Stiff necks, shoulders, and backaches all can be attributed to not just stress but also lack of knowledge about what good posture really is. The book on the head from your parents or Grandparent is a great indicator to throw your shoulder back and level out your chin. Einstein is esteemed as one of the world's most intelligent men. Yet in his age, he was showing signs of poor posture from all that reading. This visual of an elderly man hunched over is what we must safeguard against.
What is Posture?
Posture is the alignment that you create with your body against gravity while standing, sitting, driving or lying down.
What is Proper Posture?
Good posture is kind to your spinal discs and cervical discs. Good posture makes the best use of your muscles to help protect your body whether you are reading, walking, exercising or sleeping. We need good posture at all times.
Benefits of Proper Posture
- Proper posture like diet management is a constant discipline. Like nutrition and weight management, knowledge of the benefits is the foundation to our discipline and follow-through.
- Proper posture ensures efficient use of muscles and energy.
- Proper posture helps prevent arthritis by protecting the joints which arthritis first attacks.
- Proper posture reduces stress and strain on ligaments that bind our joints to our knees and our spine and our neck.
- Proper posture prevent fatigue, increases endurance.
- Proper posture prevents backache and other muscular pain.
- Proper posture is good looking and attractive!
- Good posture adds to your height, adds to your overall appearance not to mention your self-confidence.
Proper Posture Sitting Standing
Learning about proper posture is complicated - it is a combination of education, visual and feel. As a visual person - that is my main mode of learning, the photos make it click. However, it many cases, and this is a big complaint from my clients too - it feels unnatural - only at first.

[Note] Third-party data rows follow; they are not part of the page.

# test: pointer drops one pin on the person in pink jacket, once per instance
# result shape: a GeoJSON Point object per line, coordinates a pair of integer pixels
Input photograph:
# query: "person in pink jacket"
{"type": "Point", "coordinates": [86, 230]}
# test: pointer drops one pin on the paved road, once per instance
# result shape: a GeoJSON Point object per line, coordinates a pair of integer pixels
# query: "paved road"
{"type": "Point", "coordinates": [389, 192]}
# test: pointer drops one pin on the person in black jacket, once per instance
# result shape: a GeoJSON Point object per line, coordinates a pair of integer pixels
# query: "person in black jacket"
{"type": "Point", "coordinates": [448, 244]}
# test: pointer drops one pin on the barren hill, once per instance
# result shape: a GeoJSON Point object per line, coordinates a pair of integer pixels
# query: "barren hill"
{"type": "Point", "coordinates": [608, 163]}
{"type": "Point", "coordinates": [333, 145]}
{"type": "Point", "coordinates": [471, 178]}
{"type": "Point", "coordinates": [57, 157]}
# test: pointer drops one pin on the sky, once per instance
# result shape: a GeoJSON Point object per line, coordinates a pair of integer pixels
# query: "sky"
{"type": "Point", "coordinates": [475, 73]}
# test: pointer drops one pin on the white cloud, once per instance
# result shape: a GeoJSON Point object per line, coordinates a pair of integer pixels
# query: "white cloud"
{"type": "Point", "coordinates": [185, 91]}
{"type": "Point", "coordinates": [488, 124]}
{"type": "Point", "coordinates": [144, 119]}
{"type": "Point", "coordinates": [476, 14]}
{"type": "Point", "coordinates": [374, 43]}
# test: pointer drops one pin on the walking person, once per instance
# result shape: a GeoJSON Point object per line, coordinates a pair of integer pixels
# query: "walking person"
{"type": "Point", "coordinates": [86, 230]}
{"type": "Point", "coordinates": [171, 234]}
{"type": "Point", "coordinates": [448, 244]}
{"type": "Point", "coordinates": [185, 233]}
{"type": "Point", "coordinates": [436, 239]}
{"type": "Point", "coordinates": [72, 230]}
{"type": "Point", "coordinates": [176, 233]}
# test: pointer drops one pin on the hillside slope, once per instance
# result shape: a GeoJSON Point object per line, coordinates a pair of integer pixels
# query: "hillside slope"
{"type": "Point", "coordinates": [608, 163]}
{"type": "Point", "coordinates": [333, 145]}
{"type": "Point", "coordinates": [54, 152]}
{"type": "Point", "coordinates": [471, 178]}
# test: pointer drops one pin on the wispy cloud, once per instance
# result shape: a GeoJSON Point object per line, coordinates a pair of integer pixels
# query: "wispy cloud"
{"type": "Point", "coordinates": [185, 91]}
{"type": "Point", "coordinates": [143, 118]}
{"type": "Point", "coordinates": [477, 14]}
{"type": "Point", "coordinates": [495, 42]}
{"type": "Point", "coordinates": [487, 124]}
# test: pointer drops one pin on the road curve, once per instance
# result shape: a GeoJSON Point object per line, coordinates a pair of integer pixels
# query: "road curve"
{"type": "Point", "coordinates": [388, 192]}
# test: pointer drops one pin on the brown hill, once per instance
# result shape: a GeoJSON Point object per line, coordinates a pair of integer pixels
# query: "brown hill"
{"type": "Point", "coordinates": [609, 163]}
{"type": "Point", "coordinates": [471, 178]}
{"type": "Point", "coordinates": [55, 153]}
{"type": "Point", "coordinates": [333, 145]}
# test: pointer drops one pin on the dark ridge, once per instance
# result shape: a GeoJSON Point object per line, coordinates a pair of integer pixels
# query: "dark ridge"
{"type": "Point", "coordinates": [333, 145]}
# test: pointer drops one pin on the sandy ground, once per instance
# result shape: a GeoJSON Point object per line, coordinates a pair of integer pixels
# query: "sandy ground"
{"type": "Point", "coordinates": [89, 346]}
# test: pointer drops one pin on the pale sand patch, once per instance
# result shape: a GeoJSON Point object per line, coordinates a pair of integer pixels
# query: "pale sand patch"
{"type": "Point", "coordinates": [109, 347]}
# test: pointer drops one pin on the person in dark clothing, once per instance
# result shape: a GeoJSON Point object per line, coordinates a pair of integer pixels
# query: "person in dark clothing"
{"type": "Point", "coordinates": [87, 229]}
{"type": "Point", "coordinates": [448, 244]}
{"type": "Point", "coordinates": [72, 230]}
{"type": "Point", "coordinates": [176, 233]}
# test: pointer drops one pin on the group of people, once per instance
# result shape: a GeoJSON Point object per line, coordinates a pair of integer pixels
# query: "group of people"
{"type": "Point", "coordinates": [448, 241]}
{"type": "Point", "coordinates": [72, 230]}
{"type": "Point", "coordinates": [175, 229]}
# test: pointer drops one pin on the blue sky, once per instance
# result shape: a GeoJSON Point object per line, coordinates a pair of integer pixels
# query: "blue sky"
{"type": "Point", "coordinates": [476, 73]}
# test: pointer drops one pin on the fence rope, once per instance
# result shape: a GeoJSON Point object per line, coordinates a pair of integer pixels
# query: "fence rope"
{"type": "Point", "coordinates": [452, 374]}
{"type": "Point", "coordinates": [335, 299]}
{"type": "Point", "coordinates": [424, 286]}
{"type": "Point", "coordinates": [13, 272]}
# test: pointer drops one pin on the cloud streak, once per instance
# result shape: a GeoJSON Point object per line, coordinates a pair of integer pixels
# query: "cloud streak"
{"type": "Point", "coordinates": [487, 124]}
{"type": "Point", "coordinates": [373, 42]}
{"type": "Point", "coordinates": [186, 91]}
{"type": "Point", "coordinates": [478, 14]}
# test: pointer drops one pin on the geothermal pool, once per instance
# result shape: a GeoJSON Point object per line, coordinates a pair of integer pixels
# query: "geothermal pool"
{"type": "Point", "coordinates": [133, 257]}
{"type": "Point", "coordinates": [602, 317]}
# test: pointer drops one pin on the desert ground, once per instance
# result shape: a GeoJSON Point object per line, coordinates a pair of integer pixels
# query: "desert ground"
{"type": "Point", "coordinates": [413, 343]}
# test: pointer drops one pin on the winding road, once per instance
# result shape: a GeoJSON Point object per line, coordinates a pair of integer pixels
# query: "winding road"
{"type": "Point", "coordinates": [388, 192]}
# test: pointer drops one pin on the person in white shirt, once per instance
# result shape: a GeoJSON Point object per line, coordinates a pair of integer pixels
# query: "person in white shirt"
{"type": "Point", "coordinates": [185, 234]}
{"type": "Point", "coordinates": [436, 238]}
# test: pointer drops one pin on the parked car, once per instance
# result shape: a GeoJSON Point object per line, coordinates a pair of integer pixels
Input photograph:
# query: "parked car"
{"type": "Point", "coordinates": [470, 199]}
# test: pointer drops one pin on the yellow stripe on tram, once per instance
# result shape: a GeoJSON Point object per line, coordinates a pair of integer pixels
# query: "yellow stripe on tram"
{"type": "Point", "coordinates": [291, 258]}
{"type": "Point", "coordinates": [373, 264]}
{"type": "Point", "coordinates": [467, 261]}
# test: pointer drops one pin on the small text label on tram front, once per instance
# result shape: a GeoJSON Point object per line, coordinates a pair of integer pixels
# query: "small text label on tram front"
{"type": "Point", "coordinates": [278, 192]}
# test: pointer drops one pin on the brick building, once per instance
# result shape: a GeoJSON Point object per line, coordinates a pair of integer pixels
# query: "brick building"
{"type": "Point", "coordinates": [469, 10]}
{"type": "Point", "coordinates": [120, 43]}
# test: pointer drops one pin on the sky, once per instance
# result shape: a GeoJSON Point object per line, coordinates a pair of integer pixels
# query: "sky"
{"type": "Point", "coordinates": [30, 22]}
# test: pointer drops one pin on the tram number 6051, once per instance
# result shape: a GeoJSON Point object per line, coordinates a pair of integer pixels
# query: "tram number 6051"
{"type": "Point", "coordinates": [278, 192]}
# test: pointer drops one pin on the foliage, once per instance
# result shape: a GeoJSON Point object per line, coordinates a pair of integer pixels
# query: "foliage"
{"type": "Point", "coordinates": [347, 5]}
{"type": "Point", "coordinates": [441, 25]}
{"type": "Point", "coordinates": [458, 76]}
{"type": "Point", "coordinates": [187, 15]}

Envisioning a golden arrow is helpful to me along with the several photos - take a moment and study them - analyze the nuances in each photo. I myself still need constant reminders - especially for driving and intense computer work.
What is it about engaging the brain that makes my shoulders want to hunch? I know better yet time and time again I catch myself!

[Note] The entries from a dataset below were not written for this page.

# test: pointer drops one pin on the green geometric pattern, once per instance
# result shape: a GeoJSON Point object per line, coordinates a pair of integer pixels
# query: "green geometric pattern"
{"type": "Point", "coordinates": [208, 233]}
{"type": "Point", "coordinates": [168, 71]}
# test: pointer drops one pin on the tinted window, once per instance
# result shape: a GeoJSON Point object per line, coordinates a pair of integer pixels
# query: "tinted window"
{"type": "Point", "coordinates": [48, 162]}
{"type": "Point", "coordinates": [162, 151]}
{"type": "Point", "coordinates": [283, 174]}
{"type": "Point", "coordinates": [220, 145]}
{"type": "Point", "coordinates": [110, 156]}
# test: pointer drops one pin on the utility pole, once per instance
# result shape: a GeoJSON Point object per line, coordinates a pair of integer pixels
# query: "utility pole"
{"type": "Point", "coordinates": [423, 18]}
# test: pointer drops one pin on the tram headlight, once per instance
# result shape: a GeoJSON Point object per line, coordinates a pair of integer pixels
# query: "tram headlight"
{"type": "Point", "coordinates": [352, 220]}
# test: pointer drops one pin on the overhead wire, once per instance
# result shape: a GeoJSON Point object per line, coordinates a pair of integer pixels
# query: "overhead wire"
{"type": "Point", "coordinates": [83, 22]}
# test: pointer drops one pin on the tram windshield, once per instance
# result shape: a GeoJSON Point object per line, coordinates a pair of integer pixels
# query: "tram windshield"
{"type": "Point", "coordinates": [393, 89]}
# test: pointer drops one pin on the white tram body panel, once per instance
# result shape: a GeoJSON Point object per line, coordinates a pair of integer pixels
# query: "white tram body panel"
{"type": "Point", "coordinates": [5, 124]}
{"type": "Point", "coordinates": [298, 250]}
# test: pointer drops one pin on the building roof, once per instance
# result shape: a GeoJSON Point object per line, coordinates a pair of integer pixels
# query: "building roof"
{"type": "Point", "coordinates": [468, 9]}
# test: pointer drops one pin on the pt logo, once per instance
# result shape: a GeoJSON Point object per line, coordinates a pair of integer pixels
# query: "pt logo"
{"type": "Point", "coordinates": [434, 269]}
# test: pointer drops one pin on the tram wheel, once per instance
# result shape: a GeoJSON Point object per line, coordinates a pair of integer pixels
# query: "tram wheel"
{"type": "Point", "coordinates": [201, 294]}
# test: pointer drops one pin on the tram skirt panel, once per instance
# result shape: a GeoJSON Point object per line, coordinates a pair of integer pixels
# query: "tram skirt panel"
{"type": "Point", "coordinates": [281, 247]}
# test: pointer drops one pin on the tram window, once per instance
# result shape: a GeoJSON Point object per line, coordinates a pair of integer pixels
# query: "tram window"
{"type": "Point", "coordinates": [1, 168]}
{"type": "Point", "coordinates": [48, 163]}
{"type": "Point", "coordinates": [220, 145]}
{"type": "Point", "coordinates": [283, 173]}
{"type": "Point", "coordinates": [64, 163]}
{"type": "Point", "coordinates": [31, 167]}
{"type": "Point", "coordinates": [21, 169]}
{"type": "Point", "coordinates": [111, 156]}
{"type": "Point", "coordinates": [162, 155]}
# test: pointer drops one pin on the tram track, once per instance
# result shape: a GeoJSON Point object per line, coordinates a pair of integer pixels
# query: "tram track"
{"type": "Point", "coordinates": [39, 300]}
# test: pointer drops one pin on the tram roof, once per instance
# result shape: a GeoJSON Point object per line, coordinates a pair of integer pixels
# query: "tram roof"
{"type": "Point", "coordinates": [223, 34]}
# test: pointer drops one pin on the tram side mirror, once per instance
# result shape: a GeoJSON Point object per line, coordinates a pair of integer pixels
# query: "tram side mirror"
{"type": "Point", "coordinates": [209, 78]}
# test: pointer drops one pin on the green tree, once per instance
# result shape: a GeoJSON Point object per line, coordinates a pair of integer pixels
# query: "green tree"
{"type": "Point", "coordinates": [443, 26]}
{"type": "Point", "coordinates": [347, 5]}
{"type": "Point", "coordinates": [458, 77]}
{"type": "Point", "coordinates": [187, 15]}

Here are three simple remembers that I use to help me achieve proper posture while sitting, standing, or driving:
- Shoulders back.
- Chin level.
- Hips neutral.
Proper Posture Sleeping
- Lying down and sleeping where we spend allot of our daily lives needs good posture too! Our photos showcase how we should stand and sit but sleeping is important too for good posture.

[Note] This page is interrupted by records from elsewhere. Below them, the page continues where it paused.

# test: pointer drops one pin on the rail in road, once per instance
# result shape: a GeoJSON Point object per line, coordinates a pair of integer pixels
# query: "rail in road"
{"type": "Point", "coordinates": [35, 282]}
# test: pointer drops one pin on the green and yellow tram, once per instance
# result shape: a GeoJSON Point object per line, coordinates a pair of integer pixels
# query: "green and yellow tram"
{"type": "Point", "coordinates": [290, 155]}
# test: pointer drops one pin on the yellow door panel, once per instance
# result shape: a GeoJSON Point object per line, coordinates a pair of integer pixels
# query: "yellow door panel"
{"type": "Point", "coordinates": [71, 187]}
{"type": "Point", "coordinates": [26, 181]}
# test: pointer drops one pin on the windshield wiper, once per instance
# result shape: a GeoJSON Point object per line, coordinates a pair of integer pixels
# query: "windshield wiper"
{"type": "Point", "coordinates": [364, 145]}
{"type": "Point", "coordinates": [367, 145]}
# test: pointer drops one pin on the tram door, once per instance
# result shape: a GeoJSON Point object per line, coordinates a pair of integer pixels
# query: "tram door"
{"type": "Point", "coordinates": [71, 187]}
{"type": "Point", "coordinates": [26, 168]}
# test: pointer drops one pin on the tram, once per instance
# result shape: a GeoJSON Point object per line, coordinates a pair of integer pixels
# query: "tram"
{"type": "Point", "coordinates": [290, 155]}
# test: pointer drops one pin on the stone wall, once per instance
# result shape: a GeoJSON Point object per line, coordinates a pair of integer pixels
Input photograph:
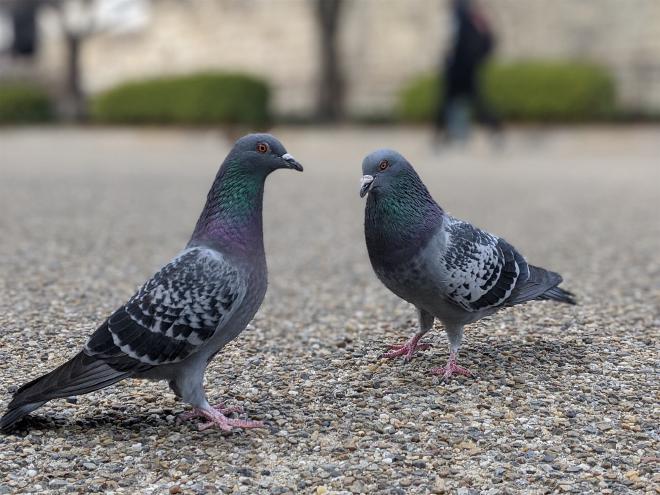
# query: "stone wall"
{"type": "Point", "coordinates": [383, 43]}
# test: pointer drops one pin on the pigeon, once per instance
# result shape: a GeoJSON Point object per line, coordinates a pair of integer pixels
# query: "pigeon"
{"type": "Point", "coordinates": [187, 312]}
{"type": "Point", "coordinates": [447, 268]}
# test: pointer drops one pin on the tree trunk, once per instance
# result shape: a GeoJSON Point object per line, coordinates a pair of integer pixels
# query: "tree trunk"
{"type": "Point", "coordinates": [75, 98]}
{"type": "Point", "coordinates": [331, 88]}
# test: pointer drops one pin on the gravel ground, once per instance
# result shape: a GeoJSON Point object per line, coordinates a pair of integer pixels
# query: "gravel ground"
{"type": "Point", "coordinates": [566, 398]}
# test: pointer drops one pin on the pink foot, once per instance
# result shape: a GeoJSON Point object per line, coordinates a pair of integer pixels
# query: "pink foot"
{"type": "Point", "coordinates": [216, 417]}
{"type": "Point", "coordinates": [451, 369]}
{"type": "Point", "coordinates": [407, 350]}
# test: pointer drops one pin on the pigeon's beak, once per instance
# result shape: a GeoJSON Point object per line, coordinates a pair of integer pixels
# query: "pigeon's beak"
{"type": "Point", "coordinates": [291, 162]}
{"type": "Point", "coordinates": [365, 184]}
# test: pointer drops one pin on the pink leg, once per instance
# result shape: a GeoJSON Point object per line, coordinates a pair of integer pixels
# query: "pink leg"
{"type": "Point", "coordinates": [216, 417]}
{"type": "Point", "coordinates": [451, 369]}
{"type": "Point", "coordinates": [407, 350]}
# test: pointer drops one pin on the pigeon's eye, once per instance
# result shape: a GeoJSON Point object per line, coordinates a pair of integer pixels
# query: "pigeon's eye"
{"type": "Point", "coordinates": [262, 147]}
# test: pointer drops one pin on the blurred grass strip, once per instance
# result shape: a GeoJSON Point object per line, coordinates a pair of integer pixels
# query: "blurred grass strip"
{"type": "Point", "coordinates": [534, 91]}
{"type": "Point", "coordinates": [23, 103]}
{"type": "Point", "coordinates": [202, 98]}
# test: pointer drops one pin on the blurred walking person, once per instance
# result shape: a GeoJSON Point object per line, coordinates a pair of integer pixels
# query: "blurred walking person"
{"type": "Point", "coordinates": [472, 44]}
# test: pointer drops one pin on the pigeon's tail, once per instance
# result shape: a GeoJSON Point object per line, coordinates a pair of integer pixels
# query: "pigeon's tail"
{"type": "Point", "coordinates": [80, 375]}
{"type": "Point", "coordinates": [558, 294]}
{"type": "Point", "coordinates": [541, 285]}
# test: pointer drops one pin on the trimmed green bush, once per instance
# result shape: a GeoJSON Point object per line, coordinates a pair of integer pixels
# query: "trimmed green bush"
{"type": "Point", "coordinates": [194, 99]}
{"type": "Point", "coordinates": [21, 103]}
{"type": "Point", "coordinates": [532, 91]}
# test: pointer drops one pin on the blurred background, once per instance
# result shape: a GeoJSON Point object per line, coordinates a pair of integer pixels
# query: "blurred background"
{"type": "Point", "coordinates": [263, 61]}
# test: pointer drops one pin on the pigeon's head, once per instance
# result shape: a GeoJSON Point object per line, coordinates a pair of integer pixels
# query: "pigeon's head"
{"type": "Point", "coordinates": [382, 170]}
{"type": "Point", "coordinates": [261, 154]}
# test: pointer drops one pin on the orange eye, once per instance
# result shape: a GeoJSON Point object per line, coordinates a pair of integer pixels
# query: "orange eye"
{"type": "Point", "coordinates": [262, 147]}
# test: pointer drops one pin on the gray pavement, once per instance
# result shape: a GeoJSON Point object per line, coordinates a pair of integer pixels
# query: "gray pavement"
{"type": "Point", "coordinates": [566, 398]}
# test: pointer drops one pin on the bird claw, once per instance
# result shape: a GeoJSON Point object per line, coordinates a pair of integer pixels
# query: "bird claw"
{"type": "Point", "coordinates": [216, 417]}
{"type": "Point", "coordinates": [406, 349]}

- Goals of good posture while sleeping/lying down:
- Maintain the curve in your back - use a pillow under your lower back or under your knees.
- Keep your knees slight bend.
- Avoid sleeping on your stomach as this positions strains your cervical discs.
- Be sure to keep and maintain a firm surface (place a board under a saggy bed for example or place the saggy mattress directly on the floor).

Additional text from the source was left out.